In addition, limitations on new share issuances under ASX rules may limit or prevent us from raising additional capital by issuing and selling shares of common stock or other securities when such additional capital is required. See “ Our ability to raise additional capital may be significantly limited by listing rules of the ASX that limit the amount of common stock that we are permitted to issue without stockholder approval .”
Our business plan contemplates delivering natural gas to the Northern Territory, the Australian East Coast as well as select markets in South and East Asia. Our ability to deliver natural gas in significant quantities to these markets depends on the construction of additional pipeline capacity. We cannot assure you that we will be able to secure sufficient take-away capacity on our timing or at all.
The anticipated production from our business plan will exceed the capacity of the existing pipeline infrastructure that services the Beetaloo.

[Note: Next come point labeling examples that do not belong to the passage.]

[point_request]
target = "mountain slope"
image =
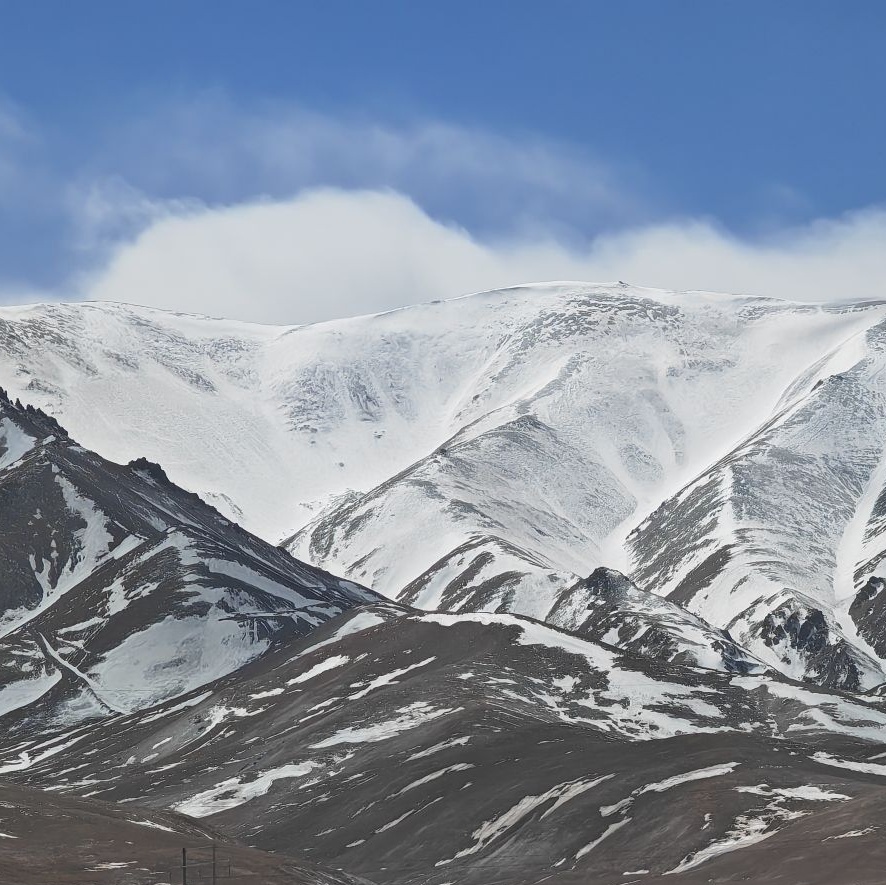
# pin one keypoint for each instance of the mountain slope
(489, 452)
(120, 590)
(430, 748)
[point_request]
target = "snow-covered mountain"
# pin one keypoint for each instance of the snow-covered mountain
(490, 452)
(161, 664)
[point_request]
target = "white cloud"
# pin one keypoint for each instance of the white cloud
(210, 148)
(331, 253)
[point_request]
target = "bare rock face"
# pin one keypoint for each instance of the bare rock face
(120, 590)
(608, 607)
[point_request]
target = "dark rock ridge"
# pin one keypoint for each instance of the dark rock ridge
(608, 607)
(432, 748)
(119, 589)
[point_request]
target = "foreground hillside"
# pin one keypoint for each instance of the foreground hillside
(712, 710)
(431, 748)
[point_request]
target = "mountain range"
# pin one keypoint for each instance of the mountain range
(626, 616)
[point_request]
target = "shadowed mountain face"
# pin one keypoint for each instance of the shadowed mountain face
(431, 748)
(120, 590)
(488, 453)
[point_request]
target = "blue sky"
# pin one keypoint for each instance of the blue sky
(562, 125)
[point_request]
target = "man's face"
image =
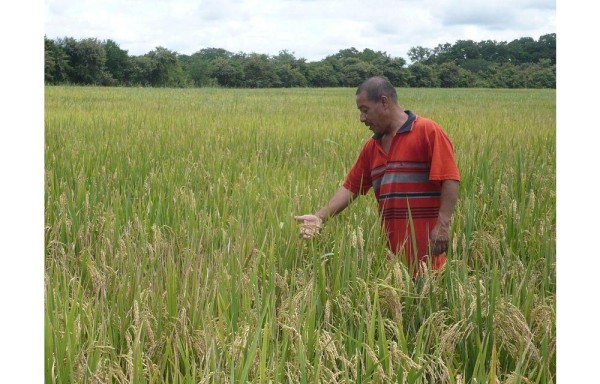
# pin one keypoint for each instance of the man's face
(371, 113)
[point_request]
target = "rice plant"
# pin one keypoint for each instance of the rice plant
(172, 255)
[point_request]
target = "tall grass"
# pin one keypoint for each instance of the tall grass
(172, 256)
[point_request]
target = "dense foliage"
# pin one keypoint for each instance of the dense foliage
(522, 63)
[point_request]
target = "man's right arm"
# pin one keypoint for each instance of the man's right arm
(311, 224)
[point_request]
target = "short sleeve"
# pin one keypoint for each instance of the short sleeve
(358, 180)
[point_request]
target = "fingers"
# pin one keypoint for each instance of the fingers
(438, 246)
(310, 226)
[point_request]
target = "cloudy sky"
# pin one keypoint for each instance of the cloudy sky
(311, 29)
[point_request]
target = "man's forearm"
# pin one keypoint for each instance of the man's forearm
(340, 200)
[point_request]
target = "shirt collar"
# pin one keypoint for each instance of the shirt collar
(406, 127)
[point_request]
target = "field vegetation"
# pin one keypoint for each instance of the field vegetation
(171, 255)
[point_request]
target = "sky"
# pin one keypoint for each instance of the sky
(310, 29)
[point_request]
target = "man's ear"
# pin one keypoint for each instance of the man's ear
(385, 101)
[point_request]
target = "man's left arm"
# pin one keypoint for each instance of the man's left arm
(440, 235)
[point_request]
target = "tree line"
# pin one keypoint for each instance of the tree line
(521, 63)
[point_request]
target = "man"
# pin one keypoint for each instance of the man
(409, 162)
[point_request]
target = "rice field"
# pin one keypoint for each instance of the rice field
(172, 256)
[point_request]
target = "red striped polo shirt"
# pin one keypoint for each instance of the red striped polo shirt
(407, 183)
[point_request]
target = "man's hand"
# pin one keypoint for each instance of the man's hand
(310, 225)
(438, 239)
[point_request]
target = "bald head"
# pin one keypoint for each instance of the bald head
(377, 86)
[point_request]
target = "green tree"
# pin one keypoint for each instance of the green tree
(56, 63)
(87, 61)
(354, 71)
(117, 62)
(449, 74)
(419, 54)
(422, 76)
(259, 72)
(165, 69)
(322, 74)
(227, 71)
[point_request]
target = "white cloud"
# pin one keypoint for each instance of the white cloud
(311, 29)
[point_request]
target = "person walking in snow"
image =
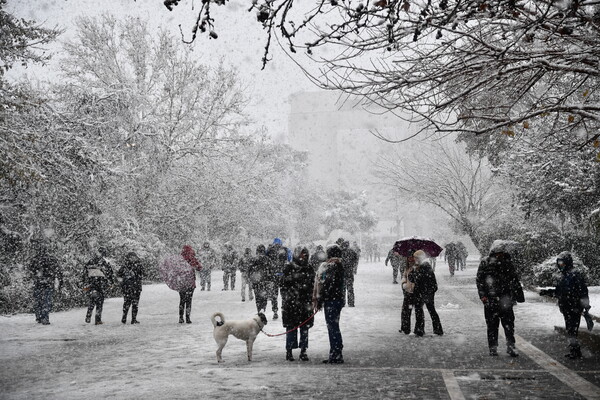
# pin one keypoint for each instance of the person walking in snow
(398, 263)
(408, 288)
(44, 272)
(328, 293)
(98, 276)
(296, 302)
(425, 286)
(208, 259)
(350, 262)
(261, 277)
(132, 274)
(318, 257)
(186, 295)
(278, 254)
(229, 262)
(573, 300)
(499, 289)
(244, 267)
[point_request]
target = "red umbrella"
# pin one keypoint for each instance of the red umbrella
(405, 246)
(177, 273)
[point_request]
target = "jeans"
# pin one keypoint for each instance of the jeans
(42, 303)
(291, 339)
(497, 311)
(96, 300)
(333, 309)
(246, 282)
(420, 316)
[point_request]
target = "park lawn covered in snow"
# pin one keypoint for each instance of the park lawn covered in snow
(162, 359)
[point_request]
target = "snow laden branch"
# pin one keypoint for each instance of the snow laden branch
(473, 66)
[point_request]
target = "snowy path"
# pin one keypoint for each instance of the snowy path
(161, 359)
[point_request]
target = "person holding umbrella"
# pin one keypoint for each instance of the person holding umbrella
(186, 294)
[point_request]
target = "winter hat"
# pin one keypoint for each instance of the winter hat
(565, 258)
(334, 251)
(420, 256)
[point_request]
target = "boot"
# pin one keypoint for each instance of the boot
(289, 356)
(303, 355)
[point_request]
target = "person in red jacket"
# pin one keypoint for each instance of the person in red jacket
(185, 296)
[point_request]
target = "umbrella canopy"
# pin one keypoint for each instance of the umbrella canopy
(177, 273)
(406, 245)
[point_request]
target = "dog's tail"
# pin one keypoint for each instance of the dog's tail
(214, 320)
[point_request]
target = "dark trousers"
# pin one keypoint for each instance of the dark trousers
(349, 288)
(572, 321)
(229, 275)
(131, 300)
(407, 306)
(420, 316)
(333, 310)
(185, 302)
(205, 279)
(495, 313)
(42, 303)
(291, 338)
(273, 295)
(96, 300)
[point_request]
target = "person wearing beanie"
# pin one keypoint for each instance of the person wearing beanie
(425, 286)
(573, 300)
(329, 294)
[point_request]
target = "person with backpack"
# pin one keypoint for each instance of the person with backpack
(244, 267)
(229, 259)
(425, 286)
(573, 300)
(44, 271)
(132, 274)
(98, 276)
(296, 302)
(499, 290)
(328, 294)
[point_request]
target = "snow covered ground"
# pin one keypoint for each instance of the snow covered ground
(161, 359)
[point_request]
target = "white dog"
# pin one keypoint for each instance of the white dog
(246, 330)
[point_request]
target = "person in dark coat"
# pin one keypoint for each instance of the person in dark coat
(278, 254)
(328, 293)
(424, 293)
(261, 276)
(573, 300)
(132, 274)
(230, 260)
(98, 276)
(244, 267)
(318, 257)
(497, 284)
(186, 295)
(398, 263)
(296, 302)
(350, 262)
(208, 259)
(44, 271)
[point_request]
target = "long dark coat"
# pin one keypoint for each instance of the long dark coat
(132, 272)
(296, 294)
(425, 283)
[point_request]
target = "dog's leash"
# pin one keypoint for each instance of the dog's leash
(291, 330)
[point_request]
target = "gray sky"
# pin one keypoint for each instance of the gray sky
(241, 42)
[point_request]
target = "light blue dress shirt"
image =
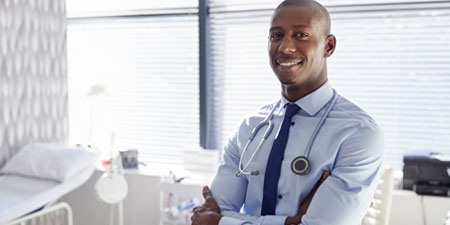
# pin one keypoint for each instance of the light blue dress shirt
(349, 145)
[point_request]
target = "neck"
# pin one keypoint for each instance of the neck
(294, 93)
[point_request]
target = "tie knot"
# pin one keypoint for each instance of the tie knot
(291, 110)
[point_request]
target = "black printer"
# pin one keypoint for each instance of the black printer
(427, 174)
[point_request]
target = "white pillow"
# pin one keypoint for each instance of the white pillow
(48, 161)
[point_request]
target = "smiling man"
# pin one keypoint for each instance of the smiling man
(321, 162)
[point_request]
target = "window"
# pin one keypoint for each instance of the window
(137, 75)
(138, 62)
(393, 60)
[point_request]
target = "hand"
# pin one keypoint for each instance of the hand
(209, 212)
(297, 219)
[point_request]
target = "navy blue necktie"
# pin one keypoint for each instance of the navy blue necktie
(273, 166)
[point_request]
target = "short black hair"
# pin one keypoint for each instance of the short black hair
(317, 7)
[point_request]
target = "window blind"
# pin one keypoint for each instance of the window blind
(137, 76)
(392, 59)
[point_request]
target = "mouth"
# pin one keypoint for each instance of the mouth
(288, 64)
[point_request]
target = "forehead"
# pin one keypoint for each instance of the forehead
(295, 16)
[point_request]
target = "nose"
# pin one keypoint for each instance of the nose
(287, 45)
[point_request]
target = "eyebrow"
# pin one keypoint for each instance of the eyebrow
(295, 26)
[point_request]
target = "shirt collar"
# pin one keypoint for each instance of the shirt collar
(314, 101)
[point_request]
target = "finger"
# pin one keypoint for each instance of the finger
(206, 192)
(198, 209)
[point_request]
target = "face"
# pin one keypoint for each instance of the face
(299, 46)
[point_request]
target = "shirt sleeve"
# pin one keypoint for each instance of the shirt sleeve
(230, 191)
(345, 196)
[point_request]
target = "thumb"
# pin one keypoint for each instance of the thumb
(206, 192)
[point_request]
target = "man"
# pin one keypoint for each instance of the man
(347, 144)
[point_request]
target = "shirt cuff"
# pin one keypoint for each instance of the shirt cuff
(225, 220)
(271, 220)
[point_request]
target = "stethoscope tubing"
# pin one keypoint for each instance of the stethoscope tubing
(268, 121)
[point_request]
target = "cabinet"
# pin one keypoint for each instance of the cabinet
(177, 201)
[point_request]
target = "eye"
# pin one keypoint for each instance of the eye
(275, 36)
(301, 35)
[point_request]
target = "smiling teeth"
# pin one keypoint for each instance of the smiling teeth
(288, 64)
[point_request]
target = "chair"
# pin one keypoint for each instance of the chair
(379, 211)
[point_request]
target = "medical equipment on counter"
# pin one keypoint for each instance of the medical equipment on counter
(301, 164)
(111, 187)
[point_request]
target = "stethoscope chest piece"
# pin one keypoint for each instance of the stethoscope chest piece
(300, 165)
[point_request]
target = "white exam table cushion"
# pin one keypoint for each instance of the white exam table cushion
(20, 195)
(48, 161)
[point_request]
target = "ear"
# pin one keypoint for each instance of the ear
(330, 45)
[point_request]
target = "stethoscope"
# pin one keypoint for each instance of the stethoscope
(301, 164)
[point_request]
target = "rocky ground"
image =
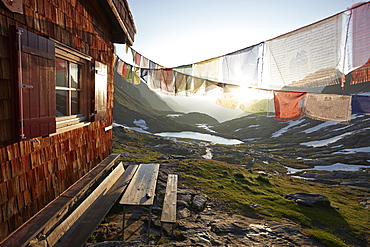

We cannot assure you that we will reach a mutually satisfactory agreement with APA Group for the construction of the required take-away capacity or the satisfaction to the conditions of any such obligation. The delivery of the BEC Pipeline Project will be the subject of a future development agreement and the gas transport services will be the subject of a future gas transportation agreement. The failure to contract for the construction of additional take-away capacity will adversely affect the ability to execute our proposed business plan. In addition, even if we are able to contract for sufficient take-away capacity, we may not be able to contract for gathering and compression services, storage facility capacity, and interconnections to the major pipelines.
We have no proved reserves at this time and areas that we decide to drill may not yield natural gas in commercial quantities or quality, or at all.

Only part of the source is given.